John Millington Synge (1871-1909), one of Ireland’s greatest playwrights, graduated from Trinity College and then studied piano and violin on the Continent before turning to literature. His destiny was changed by a meeting with the poet W. B. Yeats, who suggested he go to Galway and the Aran Islands to live among the peasants. The experience inspired The Aran Islands (1907), Poemsand Translations (1910), and Synge’s plays: In the Shadow of the Glen (1903), Riders to the Sea (1904), The Well of the Saints (1905), The Tinker’s Wedding (1907), The Playboy of the Western World (1907), and the unfinished Deirdre of the Sorrows (1901).
 
Edna O‘Brien was educated in a convent and then trained as a pharmacist before publishing her first novel, The Country Girls (1960). She has gone on to publish numerous short story collections and novels, including Down by the River (1997) and In the Forest (2002) and nonfiction works such as Mother Ireland (1977).
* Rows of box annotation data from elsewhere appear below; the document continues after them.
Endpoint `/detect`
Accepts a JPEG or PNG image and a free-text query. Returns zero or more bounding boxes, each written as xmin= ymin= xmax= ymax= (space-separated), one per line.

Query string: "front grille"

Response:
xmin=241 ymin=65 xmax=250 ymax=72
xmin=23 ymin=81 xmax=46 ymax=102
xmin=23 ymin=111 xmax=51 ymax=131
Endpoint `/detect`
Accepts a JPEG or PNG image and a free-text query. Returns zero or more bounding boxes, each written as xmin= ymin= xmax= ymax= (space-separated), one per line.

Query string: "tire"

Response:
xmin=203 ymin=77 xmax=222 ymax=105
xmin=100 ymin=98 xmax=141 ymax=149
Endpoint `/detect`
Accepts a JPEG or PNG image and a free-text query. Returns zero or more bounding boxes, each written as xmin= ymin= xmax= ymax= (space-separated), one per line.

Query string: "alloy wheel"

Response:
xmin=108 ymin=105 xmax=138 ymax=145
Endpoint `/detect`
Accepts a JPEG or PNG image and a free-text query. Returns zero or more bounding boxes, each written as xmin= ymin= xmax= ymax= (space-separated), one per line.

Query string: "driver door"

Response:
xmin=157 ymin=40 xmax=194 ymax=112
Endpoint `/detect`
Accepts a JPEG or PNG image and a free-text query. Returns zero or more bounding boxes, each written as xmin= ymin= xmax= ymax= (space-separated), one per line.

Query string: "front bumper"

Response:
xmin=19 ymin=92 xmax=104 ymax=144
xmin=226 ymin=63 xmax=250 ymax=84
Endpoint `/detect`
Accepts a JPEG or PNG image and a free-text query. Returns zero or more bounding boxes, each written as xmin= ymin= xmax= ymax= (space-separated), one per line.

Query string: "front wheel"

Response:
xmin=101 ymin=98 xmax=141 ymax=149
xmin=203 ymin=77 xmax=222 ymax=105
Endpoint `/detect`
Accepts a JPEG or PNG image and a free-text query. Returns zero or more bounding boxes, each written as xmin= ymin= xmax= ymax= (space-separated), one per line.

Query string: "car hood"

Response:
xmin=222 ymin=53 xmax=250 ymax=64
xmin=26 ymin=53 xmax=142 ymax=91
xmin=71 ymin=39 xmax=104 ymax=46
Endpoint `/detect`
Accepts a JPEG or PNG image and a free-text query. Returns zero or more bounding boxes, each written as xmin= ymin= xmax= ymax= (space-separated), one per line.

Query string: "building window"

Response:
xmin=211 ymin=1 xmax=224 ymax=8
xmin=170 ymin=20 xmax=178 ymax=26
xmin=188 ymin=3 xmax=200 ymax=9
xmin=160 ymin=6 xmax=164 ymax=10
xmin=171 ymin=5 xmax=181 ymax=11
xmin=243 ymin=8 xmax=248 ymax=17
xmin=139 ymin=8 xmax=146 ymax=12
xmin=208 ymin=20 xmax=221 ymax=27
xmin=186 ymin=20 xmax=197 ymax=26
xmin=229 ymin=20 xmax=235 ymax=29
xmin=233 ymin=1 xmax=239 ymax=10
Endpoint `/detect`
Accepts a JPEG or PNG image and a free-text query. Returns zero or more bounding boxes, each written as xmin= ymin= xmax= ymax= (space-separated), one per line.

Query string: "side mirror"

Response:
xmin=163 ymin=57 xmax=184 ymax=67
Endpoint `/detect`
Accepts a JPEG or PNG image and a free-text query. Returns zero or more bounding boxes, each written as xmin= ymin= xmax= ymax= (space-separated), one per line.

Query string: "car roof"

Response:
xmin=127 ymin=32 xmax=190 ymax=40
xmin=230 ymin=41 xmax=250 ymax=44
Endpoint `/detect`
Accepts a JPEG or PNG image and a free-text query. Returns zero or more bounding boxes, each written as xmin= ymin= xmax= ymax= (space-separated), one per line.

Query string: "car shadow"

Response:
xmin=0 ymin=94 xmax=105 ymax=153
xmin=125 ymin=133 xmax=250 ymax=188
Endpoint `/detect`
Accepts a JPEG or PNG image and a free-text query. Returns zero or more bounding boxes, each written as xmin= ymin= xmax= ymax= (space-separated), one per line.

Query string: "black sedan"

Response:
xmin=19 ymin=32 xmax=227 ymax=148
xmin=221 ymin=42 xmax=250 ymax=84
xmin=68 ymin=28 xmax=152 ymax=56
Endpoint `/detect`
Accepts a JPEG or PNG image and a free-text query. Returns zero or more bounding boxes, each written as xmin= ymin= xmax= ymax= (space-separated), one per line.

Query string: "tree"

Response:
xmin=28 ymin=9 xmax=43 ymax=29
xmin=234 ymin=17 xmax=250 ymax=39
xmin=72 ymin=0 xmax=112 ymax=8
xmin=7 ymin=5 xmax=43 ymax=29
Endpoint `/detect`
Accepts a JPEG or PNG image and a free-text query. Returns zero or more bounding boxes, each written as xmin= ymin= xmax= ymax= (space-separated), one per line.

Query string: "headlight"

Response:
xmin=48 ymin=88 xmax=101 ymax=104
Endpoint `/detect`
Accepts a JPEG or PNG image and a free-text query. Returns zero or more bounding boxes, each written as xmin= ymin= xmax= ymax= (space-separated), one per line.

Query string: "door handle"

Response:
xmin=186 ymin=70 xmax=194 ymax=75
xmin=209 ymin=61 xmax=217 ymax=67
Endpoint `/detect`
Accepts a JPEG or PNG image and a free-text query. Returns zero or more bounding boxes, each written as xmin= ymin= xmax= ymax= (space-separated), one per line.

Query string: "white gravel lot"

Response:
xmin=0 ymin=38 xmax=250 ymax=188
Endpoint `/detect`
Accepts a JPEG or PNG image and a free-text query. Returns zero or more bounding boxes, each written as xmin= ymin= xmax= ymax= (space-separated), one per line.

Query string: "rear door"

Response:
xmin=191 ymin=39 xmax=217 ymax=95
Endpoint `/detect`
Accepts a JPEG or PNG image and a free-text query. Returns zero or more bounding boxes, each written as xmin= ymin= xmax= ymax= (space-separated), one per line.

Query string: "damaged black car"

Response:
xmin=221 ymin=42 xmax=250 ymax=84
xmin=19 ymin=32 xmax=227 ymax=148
She lives in London.
 
Professor Robert Welch is Dean of the Faculty of Arts at the University of Ulster. He is the author of numerous works, including fiction in both English and in Irish; three collections of poetry, including The Blue Formica Table and Muskerry; and such works of criticism as The Abbey Theatre 1899-1999: Form and Pressure, Irish Poetry from Moore to Yeats, and The Oxford Companion to Irish Literature.